We parted with my promising to visit him the next time I was in the high country. Fate decreed otherwise. Soon afterwards I received an e-mail indicating Frank was hospitalized in Asheville. Reading between the message’s lines, it seemed clear that his earthly days were drawing to a close. With that in mind and in fulfillment of a promise I made myself years before, I wrote a two-part tribute to him in the Smoky Mountain Times. The second installment appeared mere days before this staunch patriot, devoted Christian, marvelous fisherman, and exemplar of mountain ways went to his reward.
I learned of his death through a letter from a mutual friend of Frank’s and another member of the greatest generation, Wallace Calhoun.
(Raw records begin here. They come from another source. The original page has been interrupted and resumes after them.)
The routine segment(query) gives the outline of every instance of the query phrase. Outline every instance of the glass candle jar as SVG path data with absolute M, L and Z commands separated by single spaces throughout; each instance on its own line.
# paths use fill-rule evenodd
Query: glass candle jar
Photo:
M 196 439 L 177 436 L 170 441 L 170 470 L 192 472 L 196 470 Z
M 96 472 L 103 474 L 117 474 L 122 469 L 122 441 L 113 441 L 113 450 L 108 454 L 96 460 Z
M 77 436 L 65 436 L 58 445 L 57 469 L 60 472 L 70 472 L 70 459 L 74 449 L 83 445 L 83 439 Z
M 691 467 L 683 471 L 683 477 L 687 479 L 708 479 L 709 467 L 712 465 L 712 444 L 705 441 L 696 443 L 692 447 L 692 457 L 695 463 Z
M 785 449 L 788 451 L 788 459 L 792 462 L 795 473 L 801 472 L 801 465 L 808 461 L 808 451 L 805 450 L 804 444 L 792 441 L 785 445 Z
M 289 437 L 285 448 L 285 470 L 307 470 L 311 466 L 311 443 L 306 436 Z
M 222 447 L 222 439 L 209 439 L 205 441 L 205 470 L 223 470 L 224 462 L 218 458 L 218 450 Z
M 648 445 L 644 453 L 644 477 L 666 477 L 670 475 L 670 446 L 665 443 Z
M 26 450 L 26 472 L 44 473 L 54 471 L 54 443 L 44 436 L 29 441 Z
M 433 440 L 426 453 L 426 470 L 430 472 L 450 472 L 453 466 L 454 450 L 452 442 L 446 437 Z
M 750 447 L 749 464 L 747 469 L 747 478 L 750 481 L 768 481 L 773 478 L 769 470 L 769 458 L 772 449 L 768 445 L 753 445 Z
The missive noted our friend’s passing and Calhoun told me he had clipped my articles and shared them with Frank. “Frank read them carefully,” he wrote, “and he paused several times to look up and smile. I just wanted you to know that.”
Realization that my modest tribute brought him a measure of pleasure meant a great deal. More meaningful though are lessons he offered me and countless others. Frank understood, with rare acuity, aspects of life which really matter. He greeted thousands of sunrises and enjoyed countless sunsets alone on streams in the Smokies. He knew the magic of a mountain May and the pure joy of a glade filled with wildflowers in bloom. He appreciated the grandeur of the world through which he walked and waded as few have ever done. His years transcended anything found in secure bank vaults or on the bottom line of portfolios. The riches Frank Young accumulated were the ultimate in earthly wealth.